Ingesting Kafka data in a Kubernetes installation

This guide demonstrates how to set up an in-worker Data Import Server (DIS) that connects to a Kafka broker and writes incoming data to a Deephaven table for a system deployed on Kubernetes.

Benefits of Kafka with Deephaven on Kubernetes

  • Scalability: Leverage Kubernetes orchestration to scale Kafka ingestion based on workload demands
  • Resilience: Benefit from Kubernetes self-healing capabilities for more reliable data ingestion
  • Portability: Deploy your Kafka ingestion pipelines consistently across different Kubernetes environments
  • Resource Optimization: Configure resource limits and requests for optimized performance

Core+ vs. Legacy Kafka Ingestion

Deephaven provides two frameworks for Kafka ingestion:

  • Core+ Kafka Ingestion: The newer, recommended framework with improved performance and features
  • Legacy Kafka Ingestion: The traditional Enterprise Kafka framework

This guide supports both frameworks, with specific notes about Core+ benefits where relevant. For comprehensive details on Core+ Kafka ingestion, see Core+ Kafka documentation.

Prerequisites

  • Access to a Kubernetes cluster with Deephaven deployed
  • Familiarity with Kubernetes and the kubectl command
  • Existing Kafka topic(s) accessible from your Kubernetes cluster

The examples in this guide use a namespace of deephaven - adjust accordingly for your environment.

Architecture

In this architecture:

  1. A Persistent Query runs inside a worker pod in the Kubernetes cluster
  2. The Persistent Query initializes a Data Import Server (DIS) process
  3. The DIS connects to external Kafka broker(s) and consumes topic data
  4. Data is stored in a Persistent Volume Claim (PVC) for durability
  5. The Table Data Cache Proxy (TDCP) routes queries to the appropriate data sources

Configure a new Data Import Server

Open a management shell terminal

Open a terminal session on management-shell pod.
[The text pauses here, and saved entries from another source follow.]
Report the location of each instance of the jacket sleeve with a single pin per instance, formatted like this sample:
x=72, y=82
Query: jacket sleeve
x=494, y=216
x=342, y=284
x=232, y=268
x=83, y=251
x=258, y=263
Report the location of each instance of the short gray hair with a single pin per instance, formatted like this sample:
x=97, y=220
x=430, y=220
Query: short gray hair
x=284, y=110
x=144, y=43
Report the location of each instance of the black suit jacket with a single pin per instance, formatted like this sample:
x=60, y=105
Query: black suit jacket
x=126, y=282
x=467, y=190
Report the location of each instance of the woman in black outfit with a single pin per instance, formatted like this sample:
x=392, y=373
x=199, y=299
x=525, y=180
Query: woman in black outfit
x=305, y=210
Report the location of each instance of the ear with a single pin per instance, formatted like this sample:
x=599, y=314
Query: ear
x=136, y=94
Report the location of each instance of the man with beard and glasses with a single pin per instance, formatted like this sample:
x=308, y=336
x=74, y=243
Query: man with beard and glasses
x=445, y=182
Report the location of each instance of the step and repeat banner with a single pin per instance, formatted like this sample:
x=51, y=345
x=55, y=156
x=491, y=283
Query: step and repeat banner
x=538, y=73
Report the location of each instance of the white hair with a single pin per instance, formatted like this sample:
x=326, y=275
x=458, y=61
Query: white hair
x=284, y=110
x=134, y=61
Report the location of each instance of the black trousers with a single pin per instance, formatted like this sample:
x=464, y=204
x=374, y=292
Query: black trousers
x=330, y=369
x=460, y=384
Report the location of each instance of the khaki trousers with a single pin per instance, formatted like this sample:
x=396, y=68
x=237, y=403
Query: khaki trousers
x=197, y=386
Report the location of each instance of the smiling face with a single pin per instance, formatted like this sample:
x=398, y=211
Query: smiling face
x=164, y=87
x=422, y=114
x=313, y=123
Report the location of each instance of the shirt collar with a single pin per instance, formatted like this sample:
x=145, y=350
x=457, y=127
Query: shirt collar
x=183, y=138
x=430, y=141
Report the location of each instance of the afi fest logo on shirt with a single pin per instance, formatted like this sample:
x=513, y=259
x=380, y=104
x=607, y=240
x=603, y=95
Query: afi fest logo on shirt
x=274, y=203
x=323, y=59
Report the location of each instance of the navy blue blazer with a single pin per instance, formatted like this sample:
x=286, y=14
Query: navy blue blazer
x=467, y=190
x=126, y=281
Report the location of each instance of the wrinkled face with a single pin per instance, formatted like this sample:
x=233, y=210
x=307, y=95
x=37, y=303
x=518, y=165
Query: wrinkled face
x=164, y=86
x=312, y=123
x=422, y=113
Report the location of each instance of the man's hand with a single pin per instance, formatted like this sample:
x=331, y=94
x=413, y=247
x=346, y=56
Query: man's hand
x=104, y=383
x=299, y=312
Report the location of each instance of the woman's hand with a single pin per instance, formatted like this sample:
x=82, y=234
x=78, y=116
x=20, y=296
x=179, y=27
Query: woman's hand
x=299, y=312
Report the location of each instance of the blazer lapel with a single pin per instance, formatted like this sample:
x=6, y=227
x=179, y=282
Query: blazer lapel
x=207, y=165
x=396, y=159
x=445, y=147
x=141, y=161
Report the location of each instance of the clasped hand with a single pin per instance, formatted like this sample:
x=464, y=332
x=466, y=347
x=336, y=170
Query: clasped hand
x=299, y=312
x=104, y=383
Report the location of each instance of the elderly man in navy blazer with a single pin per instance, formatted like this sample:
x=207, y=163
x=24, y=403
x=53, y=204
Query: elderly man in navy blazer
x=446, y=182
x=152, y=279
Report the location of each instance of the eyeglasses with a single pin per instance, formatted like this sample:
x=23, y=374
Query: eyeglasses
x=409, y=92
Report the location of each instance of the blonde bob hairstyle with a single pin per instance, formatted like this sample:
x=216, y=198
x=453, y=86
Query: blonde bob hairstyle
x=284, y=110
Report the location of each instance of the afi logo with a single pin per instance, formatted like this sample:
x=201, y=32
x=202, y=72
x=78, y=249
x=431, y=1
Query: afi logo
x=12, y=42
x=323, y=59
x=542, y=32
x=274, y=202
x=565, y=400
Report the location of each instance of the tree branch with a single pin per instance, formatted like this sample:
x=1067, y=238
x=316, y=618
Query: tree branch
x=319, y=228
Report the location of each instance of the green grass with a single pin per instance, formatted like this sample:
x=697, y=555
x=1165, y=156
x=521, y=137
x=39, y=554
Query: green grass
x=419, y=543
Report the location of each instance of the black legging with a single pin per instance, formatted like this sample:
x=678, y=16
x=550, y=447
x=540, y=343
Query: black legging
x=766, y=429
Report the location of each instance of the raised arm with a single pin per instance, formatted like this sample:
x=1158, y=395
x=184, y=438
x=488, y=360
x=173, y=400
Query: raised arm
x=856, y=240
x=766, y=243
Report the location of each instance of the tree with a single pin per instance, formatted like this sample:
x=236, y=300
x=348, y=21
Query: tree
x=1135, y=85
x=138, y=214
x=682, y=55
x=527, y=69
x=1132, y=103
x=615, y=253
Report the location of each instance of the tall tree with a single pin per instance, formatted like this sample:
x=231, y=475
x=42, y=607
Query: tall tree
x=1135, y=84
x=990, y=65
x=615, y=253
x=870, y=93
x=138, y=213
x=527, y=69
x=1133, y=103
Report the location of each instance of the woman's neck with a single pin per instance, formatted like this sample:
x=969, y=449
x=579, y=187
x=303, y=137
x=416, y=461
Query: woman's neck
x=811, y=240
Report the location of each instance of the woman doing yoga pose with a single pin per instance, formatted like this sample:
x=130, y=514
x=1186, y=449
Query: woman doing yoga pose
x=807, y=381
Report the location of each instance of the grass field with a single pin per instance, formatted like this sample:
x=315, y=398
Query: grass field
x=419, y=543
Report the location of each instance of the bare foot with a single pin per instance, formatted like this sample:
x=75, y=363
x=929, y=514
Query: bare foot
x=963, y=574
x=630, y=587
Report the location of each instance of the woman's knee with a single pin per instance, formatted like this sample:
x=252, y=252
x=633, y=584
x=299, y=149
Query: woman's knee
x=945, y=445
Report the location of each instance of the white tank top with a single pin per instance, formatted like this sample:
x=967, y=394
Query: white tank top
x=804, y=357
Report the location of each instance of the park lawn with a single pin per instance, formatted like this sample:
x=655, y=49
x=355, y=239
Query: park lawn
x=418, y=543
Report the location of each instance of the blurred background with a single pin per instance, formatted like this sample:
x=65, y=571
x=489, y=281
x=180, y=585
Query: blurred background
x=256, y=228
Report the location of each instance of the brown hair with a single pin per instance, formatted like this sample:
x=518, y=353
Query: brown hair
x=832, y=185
$ kubectl -n deephaven exec -it deploy/management-shell -- /bin/bash

Create a new DIS configuration

Next, use the dhconfig dis tool to add a new data import server named iwd-kafka1 with a claim for all tables in the Kafka namespace with the below command. This configures Deephaven's data routing without requiring any manual config file changes. The --name parameter value is arbitrary, but make a note of it. It will be needed when we create the persistent query script in a Deephaven console later.

root@management-shell-1a2b3c4d5e-vwxyz:/$ /usr/illumon/latest/bin/dhconfig dis add --name iwd-kafka1 --claim Kafka

Restart the Table Data Cache Proxy (TDCP)

After the routing file changes, the tdcp process needs a restart to pick up the changes. Note that this is not done within a management-shell terminal. We will perform a scale down and scale up of the tdcp deployment to do this with these commands.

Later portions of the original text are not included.